Es wurde noch ein langer Abend.

Getränke wurden gereicht, Lieder wurden gespielt und munter dazu gesungen. Die Fürstin schüttelte betrübt den Kopf, nickte aber wacker zum Verlust ihres Vermögens und ging von Tisch zu Tisch, um den Männern zu ihrem Sieg zu beglückwünschen. Alles in allem, so meinten die Leute, nahm sie es gut auf. Die Werwölfe waren besiegt- jene verhassten Feinde, die man all der Zeit ertragen musste. Kein blutiger Kampf, sondern durch ein Spiel, das überwiegend von Glück und Kalkulation bestimmt wurde. Es schien nur passend, dass die Hohen Herren durch die Intelligenz der Menschen besiegt wurden. Aber was noch wichtiger war als der Goldschatz in jedermanns Beutel: die Fürstin hatte sich zu einem Wettstreit von ihrem Thron zu ihnen bemüht und fair gespielt. Natürlich fair. Wer spielte schon falsch, nur um zu verlieren?

Wenn man den richtigen Ansatzpunkt gefunden hatte, war alles ein Kinderspiel. Bei den Bürgern war es die Würde.

Der Morgen graute fast, als Claudile mit dröhnenden Schädel zu Pater Brain hinübersah. Er lächelte knapp ihr zu, und nickte wissend.

Er weiß es, dachte sie und nickte zurück. Er weiß es genau, aber er sagt nichts.

Natürlich war es ein gut geplantes Schauspiel. Wo die Münzen herkamen, gab es noch viel mehr und irgendwie schien das jeder zu wissen, aber keiner sprach es laut aus. Denn das hätte den Traum zerstört.

Sie erwachte mit den schlimmsten Kopfschmerzen ihres Lebens und auf dem Rücken liegend auf dem Bett. Sie hatte noch immer die Soldatenhose an, die mittlerweile Löcher und Risse aufwies – und getrocknetes Erbrochenes – das war das erste, was sie registrierte. Das Licht brannte, und jemand saß auf der Kante ihres Bettes und presste ihr ein angefeuchtetes, eiskaltes Tuch über Stirn und Augen.
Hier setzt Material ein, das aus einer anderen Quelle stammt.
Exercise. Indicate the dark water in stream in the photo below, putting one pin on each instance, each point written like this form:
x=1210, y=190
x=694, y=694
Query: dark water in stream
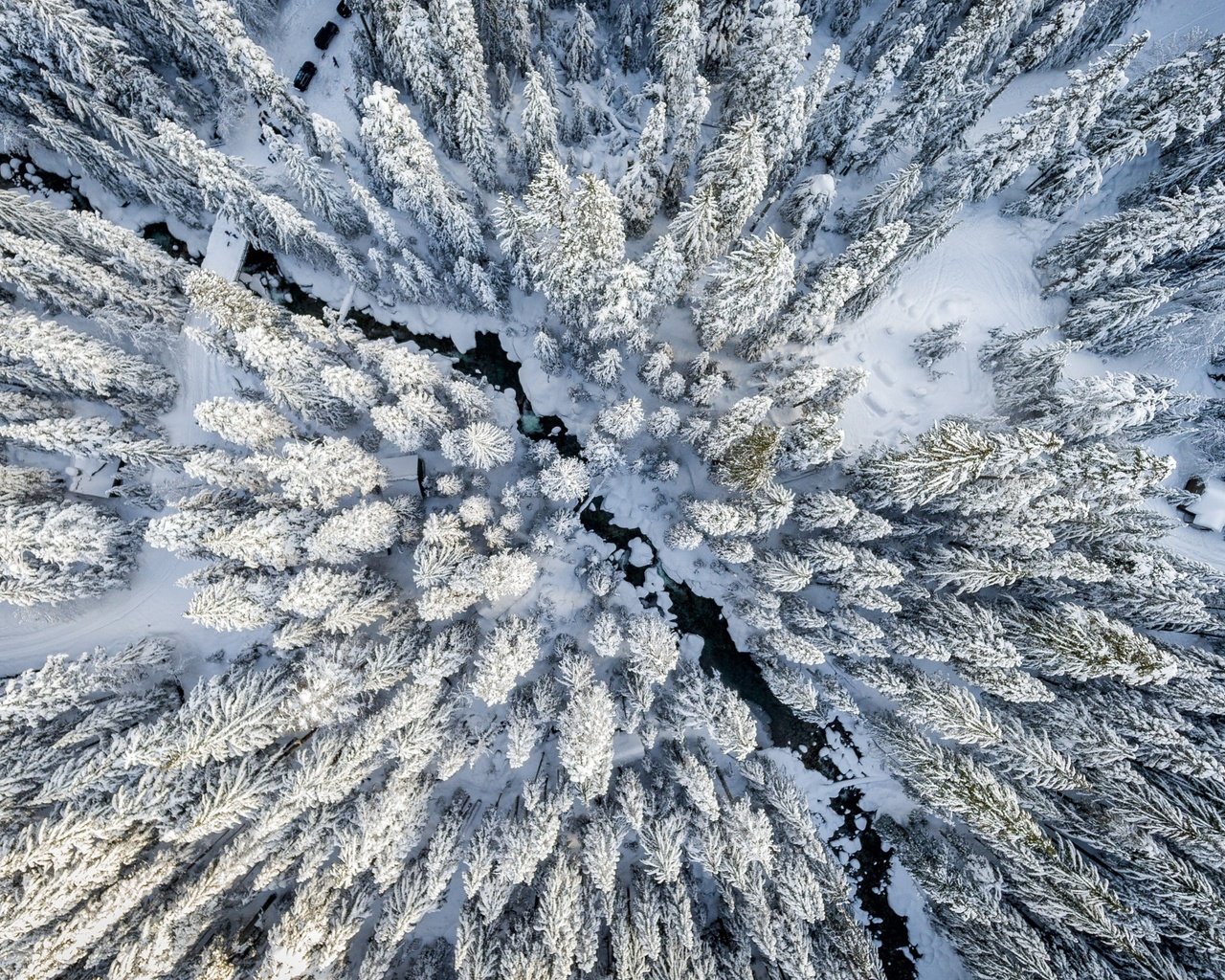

Als sie die Lider hob, lief ihr Wasser in die Augen. Sie blinzelte, hob den Arm und versuchte das Tuch samt der Hand, die es hielt, beiseite zu schieben.

„Bleibt liegen, Herrin“, sagte Francesco, als sie sich automatisch in die Höhe stemmen wollte. Die Sorge in seiner Stimme war echt, ebenso wie die Besorgnis in seinem Blick, die nicht geschauspielert war.

In ihrem Kopf erwachte, ein grausamer, pochender Schmerz, der so heftig war, dass ihr für einen Moment übel wurde.

„Ich habe kein Mitleid mit euch“, stellte ihr Freund klar und verschränkte die Arme vor der Brust. „Heute haben wir etwas gelernt. Ihr vertragt keinen Alkohol. Nach dem Geruch, der an Euch haftet, möchte man meinen, Ihr hättet darin gebadet.“

„Kein Wort mehr“, befahl sie schwach mit belegter Stimme und fühlte Schwindel und Übelkeit. „Ich will sterben…“

Sein Blick wurde etwas versöhnlicher. „Das habt Ihr gut gemacht. Obwohl ich der Meinung bin, dass einige Leute durch die Tür kamen, sich das Geld holten, dann aus dem Toilettenfenster klettern – nur, um sich dann wieder anzustellen. Der Verlust hält sich in Grenzen. Aber wir sollten das nicht jeden Abend machen, denn sonst ist das Fürstentum am Ende des Monats bankrott.“ Zufrieden stand er auf, ging zum Fenster und riss die schweren Vorhänge beiseite. „Nun, ein neuer Tag bricht an. Was habt Ihr heute vor?“

Hinter Claudiles Stirn wirbelten Bilder und Erinnerungsfetzen durcheinander, ohne im ersten Moment einen Sinn ergeben zu wollen.

Sie blickte ihn an, bekam plötzlich große Augen und schaffte es gerade noch den Kopf zur Seite zu drehen.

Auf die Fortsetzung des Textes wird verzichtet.